Sulla strada per San Jose. Io e il mio collega D. Alla Hertz, dopo aver esordito con “Ci piace il football americano!” commentando tutte le bandiere esposte con scritto “Go Giants”, notoriamente una squadra di baseball, ci rifilano un navigatore ubriaco che funziona in differita. Lo stesso di Cristoforo Colombo. Arriviamo all’hotel verso le sette di sera, solo dopo aver circumnavigato le Indie. Lasciati i bagagli in stanza, andiamo a cena e decidiamo, per evitare di svegliarci nel mezzo del cammin di nostra vita con gli occhi sbarrati, fissi sul soffitto, di fare serata. Così, finito un caffè decisamente allungato, ci infiliamo nel locale di fianco per vivere l’esperienza di una vera festa di Halloween americana. Purtroppo non abbiamo nessuna maschera, ma sembriamo due zombie quindi il problema non si pone.

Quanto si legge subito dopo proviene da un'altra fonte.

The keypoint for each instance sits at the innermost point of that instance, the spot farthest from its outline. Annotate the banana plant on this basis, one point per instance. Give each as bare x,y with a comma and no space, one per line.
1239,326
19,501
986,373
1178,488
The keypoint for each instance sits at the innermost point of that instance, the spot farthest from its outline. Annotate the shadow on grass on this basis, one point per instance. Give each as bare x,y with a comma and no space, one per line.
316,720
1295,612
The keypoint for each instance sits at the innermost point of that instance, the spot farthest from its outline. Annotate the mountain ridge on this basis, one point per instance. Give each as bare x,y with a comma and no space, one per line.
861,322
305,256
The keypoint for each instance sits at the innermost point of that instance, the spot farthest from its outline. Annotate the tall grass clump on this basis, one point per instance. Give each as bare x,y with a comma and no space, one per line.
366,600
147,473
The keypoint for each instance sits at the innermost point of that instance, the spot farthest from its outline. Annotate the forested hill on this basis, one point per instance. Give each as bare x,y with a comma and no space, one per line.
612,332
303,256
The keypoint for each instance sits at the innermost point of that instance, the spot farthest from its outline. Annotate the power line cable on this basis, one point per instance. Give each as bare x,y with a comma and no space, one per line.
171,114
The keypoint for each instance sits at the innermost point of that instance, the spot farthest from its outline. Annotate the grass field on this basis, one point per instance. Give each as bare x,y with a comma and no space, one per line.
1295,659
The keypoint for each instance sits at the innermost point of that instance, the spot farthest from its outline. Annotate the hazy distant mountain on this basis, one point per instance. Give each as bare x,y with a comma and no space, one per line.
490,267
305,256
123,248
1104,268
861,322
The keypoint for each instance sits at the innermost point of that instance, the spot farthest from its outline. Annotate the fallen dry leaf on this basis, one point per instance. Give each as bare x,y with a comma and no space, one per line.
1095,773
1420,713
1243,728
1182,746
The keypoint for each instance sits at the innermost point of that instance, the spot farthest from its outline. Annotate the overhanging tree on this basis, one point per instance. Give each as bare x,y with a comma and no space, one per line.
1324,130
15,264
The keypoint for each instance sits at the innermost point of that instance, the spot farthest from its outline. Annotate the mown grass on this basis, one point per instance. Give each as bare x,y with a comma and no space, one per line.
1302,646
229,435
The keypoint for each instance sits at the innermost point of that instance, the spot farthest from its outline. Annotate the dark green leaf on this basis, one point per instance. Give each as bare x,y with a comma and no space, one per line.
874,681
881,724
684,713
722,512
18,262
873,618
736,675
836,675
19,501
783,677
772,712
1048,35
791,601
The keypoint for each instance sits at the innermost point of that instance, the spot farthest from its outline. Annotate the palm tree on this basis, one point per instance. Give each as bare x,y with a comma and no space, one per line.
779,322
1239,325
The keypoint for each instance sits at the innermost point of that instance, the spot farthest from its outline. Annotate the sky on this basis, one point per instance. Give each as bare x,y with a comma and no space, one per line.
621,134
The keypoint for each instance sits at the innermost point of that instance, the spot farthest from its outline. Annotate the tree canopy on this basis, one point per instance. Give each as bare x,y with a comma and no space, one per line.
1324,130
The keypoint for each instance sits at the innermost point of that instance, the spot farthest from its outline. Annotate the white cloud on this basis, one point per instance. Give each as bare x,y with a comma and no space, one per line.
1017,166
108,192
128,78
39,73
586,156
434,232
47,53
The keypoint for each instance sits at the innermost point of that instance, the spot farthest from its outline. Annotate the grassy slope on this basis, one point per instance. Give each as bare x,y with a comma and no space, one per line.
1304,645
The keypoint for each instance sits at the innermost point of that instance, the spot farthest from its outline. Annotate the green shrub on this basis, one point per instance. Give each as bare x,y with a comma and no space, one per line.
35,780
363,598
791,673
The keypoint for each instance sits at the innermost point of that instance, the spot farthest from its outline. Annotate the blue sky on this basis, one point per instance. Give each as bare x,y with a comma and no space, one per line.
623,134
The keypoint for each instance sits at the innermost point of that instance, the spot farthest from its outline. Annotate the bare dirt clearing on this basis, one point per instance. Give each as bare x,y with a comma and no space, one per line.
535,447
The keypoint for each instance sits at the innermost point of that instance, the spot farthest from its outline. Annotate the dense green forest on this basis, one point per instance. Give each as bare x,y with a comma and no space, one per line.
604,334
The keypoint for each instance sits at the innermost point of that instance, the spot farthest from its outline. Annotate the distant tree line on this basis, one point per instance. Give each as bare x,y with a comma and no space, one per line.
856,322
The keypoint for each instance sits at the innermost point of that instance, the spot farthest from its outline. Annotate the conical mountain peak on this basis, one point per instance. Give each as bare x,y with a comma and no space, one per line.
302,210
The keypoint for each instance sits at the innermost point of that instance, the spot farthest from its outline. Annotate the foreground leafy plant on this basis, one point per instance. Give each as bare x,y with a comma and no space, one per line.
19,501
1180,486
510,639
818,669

Mentre sorseggio faticosamente il mio coca e rum, Cat Woman e Britney Spears in versione porno si accomodano sul divanetto davanti a me. Cat woman, dotata di un paio di protuberanze che non passano inosservate, decide che io sono l’uomo della sua vita e tenta il primo approccio con un semplice e sempre valido “Hello”. Io, narcotizzato dal viaggio e dal fuso orario, tento un accenno di saluto con il capo e non spiccico parola. Ho visto dei benjamin ficus fare figure migliori. Cat woman decide che non sono più l’uomo della sua vita e va a fare le fusa a Batman. D mi guarda esterefatto e pure Robin. Capisco la delusione cocente e realizzo che se voglio vincere la narcolessia e avere un minimo di interazione mi serve qualcosa di più forte: una sniffata di calzini e una vodka red bull. Così, qualche bicchiere più tardi, ci trasferiamo nel fighetto bar dell’hotel, ritrovo di tira tardi della zona, tediosi uomini d’affari in giacca e cravatta e ragazze in tacco 15 tirate a lucido. Con noi, due pupe che ci siamo trascinati dietro. La pupa dominante, colpita da tempeste ormonali, mi fa capire che sarebbe interessata a vedere la mia collezione di gesuiti euclidei. Investito da un improvviso attacco berkeleyano, titubo e perdo fiducia nell’esistenza della materia. Lei, seguage della scuola del dottor Samuel Johnson, si avvicina e mi sussurra “Solo sesso, però”, confutando così il mio universo ideale.

Per farla breve, ho dovuto sacrificarmi. L’integrazione impone l’accetazione di usi e costumi locali e a me piace integrarmi. E il giorno dopo, più che altro disintegrato, camminavo su e giù per le strade di San Francisco. Distrutto. La strategia per vincere il jet lag è stata un fallimento, ma almeno i miei sbadigli hanno assunto un significato del tutto inaspettato. Bene, direi che per oggi può bastare. I prossimi post saranno tutti dedicati alle mie due settimane di viaggio. Sono le tre del mattino. Proverò andare a dormire. Probabilmente non ci riuscirò. E i miei sbadigli, domani, saranno i soliti sbadigli di un monotono lunedì come tanti altri. Auguro a voi una buona settimana e a una persona a cui voglio molto bene una guarigione completa, sperando che presto possa tornare a casa e vedere la cartolina che, questa volta sì, mi sono ricordato di spedire. Ciao.